Saturday, February 1, 2014

Roman Forum

The Roman Forum occupies the valley between the Capitoline, Esquiline, and Palatine hills. The land is wide and flat, originally in the middle of the various small villages that grew into the city of Rome. The land was ideal for social, political, and economic exchanges between the people. As the area grew in importance, temples and civic buildings began to spring up, as well as markets. By the first century BC it was the thriving heart of the city.

J runs into the Forum from the Arch of Titus

Just beyond the Arch of Titus to the right is the Santa Francesca Romana, a church named after a 15th century saint who took care of poor people locally.

Santa Francesca Romana

Roof detail

Beyond the Arch of Titus to the left is the Palatine Hill along with the ruins of some baths.

Bath ruins and the Palatine Hill

The forum has many ruins, some so ruinous that they are only the foundations of previous buildings. For example, this "podium of a temple" was used for a temple after Nero's fire and later probably a medieval tower, though all that is left is the foundation's outline.

Podium of a Temple (at least that's what the sign says)

Further on is the Basilica of Constantine and Maxentius. Remember that the original Roman basilicas were public buildings where legal matters were dealt with; only later did the term come to a purely religious meaning. The remaining arches are huge and give an idea of the fantastic scale of the building in its heyday.

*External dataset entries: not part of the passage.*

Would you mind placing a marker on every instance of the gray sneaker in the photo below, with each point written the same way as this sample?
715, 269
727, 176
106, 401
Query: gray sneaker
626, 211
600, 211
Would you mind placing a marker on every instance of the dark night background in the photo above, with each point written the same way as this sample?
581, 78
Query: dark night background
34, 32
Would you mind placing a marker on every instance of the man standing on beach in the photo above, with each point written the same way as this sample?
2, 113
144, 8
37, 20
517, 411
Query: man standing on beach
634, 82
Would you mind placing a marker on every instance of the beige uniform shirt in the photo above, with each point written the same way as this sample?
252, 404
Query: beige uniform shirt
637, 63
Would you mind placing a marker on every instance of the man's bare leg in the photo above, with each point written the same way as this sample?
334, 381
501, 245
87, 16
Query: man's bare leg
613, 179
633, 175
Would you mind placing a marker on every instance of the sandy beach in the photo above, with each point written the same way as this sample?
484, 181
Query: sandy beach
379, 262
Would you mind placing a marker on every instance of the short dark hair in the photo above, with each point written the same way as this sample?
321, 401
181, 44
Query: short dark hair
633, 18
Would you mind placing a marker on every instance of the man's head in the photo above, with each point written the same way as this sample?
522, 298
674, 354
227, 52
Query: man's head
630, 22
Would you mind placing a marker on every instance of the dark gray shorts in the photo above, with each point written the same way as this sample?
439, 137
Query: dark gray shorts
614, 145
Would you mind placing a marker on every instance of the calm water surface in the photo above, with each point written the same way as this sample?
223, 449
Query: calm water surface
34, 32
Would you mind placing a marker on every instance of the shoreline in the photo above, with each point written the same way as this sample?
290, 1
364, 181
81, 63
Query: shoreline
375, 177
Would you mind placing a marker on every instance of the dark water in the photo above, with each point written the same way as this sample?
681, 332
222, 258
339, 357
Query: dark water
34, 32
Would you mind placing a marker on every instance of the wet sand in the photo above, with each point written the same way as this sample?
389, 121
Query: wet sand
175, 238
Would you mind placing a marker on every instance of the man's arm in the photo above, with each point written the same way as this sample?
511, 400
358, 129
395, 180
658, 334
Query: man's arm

Basilica of Constantine and Maxentius

After Nero's fire, the area around the Palatine Hill was redeveloped. Emperor Vespasian built a warehouse that was turned into a marketplace by Emperor Domitian a few years later. The market would have had two levels and stores would include food shops, so basically it was an early mall.

Horrea Vespasia

The Temple of Romulus was built by Emperor Maxentius in AD 307 in memory of a son who died in childhood. It was later converted into an entrance for the church of Saints Cosmas and Damian. The bronze door is original and the lock still works!

Temple of Romulus

The Temple of Antoninus and Faustina was first dedicated by the Roman Senate to Faustina in AD 141, though when her husband Antoninus died in 161 his name was added. This temple has also been integrated into another church, San Lorenzo in Miranda.

Temple of Antoninus and Faustina

Augustus erected a temple to Julius Caesar on the spot where he was cremated. The area is rather modest considering his impact on the world and the more massive buildings surrounding it.

Sign at the entrance to the Temple of Julius Caesar

Inside--not much at all

The Curia is where the Roman Senate met. It was first built by King Tullus Hostilius, then rebuilt by Julius Caesar and Caesar Augustus. After a fire in AD 283, Diocletian rebuilt it; after Alaric sacked Rome, it was turned into the church of Sant'Adriano in 630.

Side shot of the Curia

Curia entrance

Inside the Curia

Former imperial statue

The Curia houses some works found in the Forum. Most striking are the bas reliefs from Trajan's time depicting the destruction of tax records and the institution of the alimenta, the distribution of food to needy Roman children. The backs of the reliefs depict animals, probably on their way to be sacrificed.

Destruction of tax records

Doling out the alimenta

Animals going to sacrifice

Another bas relief

To the right of the Curia is the Basilica Aemilia, a large meeting hall that was destroyed in the 400s.

Basilica Aemilia

The western end of the forum has the ruins of a few more temples and the Arch of Septimius Severus.

Temple of Vespasian, Arch of Septimius Severus, Temple of Saturn

The Roman Forum is quite extensive and could take up a whole day if visitors wanted to. J and L entertained themselves by climbing over whatever parts they could (not many) and inventing the "stepping stone race" game that became an on-going activity for the trip. Many of the streets have large, flat, irregularly-shaped stones. The children would step from stone to stone, racing to the other end. Often they raced and beat the adults. I guess we old folks, like old buildings, don't always make it to the end.